2. Restoring two-sided market dynamics to internet exchange peering and transit

Historically, internet interconnection evolved through voluntary commercial negotiation among networks, peering and transit providers, and online services. Today, concentrated platform power and extreme traffic asymmetry have weakened normal market-based exchange mechanisms, replacing balanced commercial negotiation with “take-it-or-leave-it” ultimatums, making consumers and broadband networks bear the costs of rapidly increasing traffic flows. Traffic growth is largely driven by technological and commercial decisions made by hyperscale platforms — including AI, streaming optimization, autoplay video, cloud synchronization, and ad-tech architecture — rather than by direct consumer demand or willingness to pay for higher bandwidth consumption.

3. Improving incentives for broadband investment and innovation

Mobile, fiber, submarine cable, satellite, edge, and AI-era network upgrades require sustained capital investment. Broadband policy should encourage long-term infrastructure deployment, resiliency, redundancy, and technological innovation rather than undermine investment incentives by overserving one set of ecosystem stakeholders.

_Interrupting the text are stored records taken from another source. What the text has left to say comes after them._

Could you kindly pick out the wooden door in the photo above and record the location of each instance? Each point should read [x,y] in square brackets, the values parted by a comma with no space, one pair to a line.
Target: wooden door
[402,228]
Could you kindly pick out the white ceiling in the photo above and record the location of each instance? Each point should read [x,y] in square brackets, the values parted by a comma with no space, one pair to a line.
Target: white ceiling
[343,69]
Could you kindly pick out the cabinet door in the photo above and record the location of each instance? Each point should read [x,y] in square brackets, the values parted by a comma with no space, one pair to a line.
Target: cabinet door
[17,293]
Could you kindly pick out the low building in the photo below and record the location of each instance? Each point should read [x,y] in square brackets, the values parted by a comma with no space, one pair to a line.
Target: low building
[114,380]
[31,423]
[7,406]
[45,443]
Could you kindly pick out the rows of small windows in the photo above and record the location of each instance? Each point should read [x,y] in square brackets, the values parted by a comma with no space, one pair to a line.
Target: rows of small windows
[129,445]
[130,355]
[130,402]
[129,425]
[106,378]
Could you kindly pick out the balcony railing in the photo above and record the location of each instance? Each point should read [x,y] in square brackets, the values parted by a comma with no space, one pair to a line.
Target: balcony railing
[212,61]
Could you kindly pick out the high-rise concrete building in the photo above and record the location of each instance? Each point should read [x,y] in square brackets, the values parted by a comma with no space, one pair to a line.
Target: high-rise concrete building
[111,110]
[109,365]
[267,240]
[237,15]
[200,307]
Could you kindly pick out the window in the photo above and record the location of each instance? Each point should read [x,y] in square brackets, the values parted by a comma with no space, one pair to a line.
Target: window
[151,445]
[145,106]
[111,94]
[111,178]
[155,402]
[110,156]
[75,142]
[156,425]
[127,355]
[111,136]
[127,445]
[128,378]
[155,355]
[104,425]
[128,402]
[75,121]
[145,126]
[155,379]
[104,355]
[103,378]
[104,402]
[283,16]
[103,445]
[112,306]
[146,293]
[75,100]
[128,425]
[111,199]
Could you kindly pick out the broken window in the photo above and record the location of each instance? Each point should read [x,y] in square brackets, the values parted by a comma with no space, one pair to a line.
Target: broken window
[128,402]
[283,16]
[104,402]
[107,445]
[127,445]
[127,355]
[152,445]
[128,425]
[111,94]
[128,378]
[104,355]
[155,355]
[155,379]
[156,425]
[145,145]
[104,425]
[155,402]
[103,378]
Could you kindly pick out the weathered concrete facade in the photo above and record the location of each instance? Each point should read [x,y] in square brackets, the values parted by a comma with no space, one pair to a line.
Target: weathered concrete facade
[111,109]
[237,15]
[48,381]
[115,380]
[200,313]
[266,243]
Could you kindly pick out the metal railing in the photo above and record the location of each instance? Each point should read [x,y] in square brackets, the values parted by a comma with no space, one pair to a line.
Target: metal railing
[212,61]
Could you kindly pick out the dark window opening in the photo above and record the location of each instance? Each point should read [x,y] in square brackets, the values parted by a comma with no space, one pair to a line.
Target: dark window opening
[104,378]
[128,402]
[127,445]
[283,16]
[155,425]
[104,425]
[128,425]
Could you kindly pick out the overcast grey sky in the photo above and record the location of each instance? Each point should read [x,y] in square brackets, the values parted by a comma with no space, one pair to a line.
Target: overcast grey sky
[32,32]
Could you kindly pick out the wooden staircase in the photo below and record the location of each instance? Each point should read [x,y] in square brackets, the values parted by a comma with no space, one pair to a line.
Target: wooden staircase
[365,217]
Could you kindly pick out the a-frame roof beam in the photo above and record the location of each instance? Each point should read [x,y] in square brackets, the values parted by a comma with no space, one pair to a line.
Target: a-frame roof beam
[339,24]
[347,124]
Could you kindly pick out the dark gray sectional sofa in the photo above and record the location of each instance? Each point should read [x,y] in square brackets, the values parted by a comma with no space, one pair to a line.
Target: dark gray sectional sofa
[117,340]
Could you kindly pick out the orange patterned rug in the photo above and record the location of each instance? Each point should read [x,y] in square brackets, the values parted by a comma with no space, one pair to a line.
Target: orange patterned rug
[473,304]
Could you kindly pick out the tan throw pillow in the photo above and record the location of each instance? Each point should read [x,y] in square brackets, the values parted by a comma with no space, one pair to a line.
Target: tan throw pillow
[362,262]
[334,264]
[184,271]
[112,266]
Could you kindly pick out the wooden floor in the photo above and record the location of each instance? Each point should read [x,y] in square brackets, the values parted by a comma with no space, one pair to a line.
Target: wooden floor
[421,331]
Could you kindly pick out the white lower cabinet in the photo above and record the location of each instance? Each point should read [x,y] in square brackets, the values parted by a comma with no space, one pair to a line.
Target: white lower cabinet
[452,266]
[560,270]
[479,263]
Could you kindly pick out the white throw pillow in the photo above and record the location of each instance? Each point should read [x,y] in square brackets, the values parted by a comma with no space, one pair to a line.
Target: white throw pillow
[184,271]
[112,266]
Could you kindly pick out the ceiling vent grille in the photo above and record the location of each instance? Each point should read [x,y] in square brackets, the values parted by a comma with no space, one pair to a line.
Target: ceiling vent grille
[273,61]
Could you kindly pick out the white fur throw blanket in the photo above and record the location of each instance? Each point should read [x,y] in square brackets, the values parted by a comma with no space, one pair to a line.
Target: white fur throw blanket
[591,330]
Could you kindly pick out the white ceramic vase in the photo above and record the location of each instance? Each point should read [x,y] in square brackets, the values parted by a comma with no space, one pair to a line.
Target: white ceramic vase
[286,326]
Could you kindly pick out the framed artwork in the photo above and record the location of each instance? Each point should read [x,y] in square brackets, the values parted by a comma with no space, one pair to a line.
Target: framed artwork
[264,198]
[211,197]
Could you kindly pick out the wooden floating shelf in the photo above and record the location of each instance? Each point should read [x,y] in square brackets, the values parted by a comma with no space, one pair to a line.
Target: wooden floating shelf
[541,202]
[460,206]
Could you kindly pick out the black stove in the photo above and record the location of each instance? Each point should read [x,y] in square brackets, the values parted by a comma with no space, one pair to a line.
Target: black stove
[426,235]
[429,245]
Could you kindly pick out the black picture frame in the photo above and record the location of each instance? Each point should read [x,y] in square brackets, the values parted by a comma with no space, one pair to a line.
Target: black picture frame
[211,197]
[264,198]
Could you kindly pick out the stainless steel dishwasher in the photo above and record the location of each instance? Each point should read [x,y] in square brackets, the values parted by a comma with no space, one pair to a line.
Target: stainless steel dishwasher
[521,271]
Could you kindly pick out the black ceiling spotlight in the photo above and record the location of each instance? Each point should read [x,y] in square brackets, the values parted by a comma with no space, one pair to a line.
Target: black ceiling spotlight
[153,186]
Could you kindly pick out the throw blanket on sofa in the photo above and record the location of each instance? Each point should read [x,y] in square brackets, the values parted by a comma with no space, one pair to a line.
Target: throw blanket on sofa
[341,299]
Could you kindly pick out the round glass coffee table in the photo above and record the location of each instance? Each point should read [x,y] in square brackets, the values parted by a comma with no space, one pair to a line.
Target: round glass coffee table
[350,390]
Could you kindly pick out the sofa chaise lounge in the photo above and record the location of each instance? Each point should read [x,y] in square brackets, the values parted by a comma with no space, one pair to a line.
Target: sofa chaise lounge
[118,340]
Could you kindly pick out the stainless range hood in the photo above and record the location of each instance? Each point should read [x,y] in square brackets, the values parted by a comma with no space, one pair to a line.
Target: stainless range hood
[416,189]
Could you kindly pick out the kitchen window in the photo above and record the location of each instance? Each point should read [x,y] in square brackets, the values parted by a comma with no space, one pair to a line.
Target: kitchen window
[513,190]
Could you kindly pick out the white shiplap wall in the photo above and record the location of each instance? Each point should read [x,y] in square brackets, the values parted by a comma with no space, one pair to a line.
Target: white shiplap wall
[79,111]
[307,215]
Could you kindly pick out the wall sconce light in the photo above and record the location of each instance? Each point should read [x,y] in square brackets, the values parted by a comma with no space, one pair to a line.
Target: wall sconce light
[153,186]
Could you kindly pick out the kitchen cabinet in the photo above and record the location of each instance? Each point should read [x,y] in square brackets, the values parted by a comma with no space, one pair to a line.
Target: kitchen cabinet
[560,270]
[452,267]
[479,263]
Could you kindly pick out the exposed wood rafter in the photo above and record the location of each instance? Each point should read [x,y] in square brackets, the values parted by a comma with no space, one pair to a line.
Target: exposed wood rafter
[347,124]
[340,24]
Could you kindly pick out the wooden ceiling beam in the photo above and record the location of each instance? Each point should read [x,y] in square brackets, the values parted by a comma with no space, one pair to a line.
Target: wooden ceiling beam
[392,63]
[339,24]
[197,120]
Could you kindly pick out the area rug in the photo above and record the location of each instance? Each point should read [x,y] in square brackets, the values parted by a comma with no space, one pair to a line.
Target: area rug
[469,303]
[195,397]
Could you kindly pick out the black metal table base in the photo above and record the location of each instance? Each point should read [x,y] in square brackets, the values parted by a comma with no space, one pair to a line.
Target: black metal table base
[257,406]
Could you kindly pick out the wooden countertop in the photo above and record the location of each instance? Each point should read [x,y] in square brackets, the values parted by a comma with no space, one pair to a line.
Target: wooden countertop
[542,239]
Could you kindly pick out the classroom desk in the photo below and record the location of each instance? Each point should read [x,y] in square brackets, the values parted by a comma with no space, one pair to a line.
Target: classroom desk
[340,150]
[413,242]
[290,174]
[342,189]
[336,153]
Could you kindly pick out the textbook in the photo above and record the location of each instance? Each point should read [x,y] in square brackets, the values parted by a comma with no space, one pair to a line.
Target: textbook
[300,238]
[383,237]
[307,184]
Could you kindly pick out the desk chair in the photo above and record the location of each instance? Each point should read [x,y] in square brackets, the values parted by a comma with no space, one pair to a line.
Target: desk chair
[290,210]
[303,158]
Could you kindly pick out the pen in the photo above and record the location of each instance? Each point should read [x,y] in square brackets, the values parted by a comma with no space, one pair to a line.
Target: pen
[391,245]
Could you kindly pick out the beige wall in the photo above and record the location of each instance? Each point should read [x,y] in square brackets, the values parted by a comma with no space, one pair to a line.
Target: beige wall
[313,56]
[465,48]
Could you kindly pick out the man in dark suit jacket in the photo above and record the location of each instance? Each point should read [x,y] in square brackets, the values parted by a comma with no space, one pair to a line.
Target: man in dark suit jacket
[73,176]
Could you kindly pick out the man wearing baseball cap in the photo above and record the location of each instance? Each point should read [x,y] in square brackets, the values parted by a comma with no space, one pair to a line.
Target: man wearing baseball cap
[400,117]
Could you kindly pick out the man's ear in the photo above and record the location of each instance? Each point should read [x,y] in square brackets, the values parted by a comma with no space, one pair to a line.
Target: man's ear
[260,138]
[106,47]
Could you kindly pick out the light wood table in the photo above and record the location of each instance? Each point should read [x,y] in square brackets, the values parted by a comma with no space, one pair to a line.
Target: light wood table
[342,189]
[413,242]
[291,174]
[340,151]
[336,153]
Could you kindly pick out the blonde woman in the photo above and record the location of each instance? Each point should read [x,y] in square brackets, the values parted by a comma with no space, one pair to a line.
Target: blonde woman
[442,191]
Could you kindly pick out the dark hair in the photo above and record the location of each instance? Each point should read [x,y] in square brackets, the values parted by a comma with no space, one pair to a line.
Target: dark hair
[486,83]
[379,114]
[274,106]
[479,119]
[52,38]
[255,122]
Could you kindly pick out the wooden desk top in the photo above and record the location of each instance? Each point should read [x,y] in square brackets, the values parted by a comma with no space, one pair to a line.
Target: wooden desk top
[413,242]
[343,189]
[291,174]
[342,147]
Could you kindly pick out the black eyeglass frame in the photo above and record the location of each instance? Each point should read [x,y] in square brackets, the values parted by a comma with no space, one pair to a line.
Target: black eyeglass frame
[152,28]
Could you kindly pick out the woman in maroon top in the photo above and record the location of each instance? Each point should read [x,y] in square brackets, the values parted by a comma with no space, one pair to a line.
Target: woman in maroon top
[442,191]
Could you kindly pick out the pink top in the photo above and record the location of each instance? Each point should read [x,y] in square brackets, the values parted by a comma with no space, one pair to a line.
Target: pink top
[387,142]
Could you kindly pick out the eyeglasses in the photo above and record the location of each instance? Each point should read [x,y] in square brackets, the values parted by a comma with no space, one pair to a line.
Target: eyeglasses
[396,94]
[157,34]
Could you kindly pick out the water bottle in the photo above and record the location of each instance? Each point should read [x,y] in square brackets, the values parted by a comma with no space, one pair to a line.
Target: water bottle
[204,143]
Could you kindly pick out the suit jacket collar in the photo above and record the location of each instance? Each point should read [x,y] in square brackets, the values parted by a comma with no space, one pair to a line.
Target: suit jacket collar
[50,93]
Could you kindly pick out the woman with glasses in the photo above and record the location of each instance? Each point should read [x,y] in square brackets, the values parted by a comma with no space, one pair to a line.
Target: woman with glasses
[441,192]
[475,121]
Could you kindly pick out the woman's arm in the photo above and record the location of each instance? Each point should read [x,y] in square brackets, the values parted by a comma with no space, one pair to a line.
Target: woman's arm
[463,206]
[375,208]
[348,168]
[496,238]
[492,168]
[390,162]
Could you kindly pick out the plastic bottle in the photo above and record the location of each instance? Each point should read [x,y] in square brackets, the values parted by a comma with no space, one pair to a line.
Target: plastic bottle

4. Protecting consumers and ratepayers from rising traffic burdens

AI systems, cloud services, streaming video, and ad-tech-driven traffic growth are increasing network costs globally. Without policy modernization, consumers increasingly absorb these costs through reduced investment and/or increased prices, taxes, and subsidies. Such costs would not be born by consumers if the generators of traffic paid for their peak and proportional usage, an uncontroversial concept across infrastructures. The project supports consumer-focused approaches consistent with the ratepayer principles increasingly recognized in U.S. infrastructure policy which include flexibility in payment/compensation models, technological innovation, traffic attribution, and transparency.

For more than 25 years, Strand Consult has researched broadband economics, telecom regulation, interconnection, and digital market structure. The Global Project for Broadband Cost Recovery collects and analyzes evidence from broadband markets around the world, assesses regulatory frameworks, and promotes pro-consumer, pro-investment, and pro-market broadband policy.

The project provides policymakers, operators, journalists, academics, and investors with research, comparative analysis, case studies, workshops, and data-driven assessments of broadband financing and digital infrastructure policy worldwide.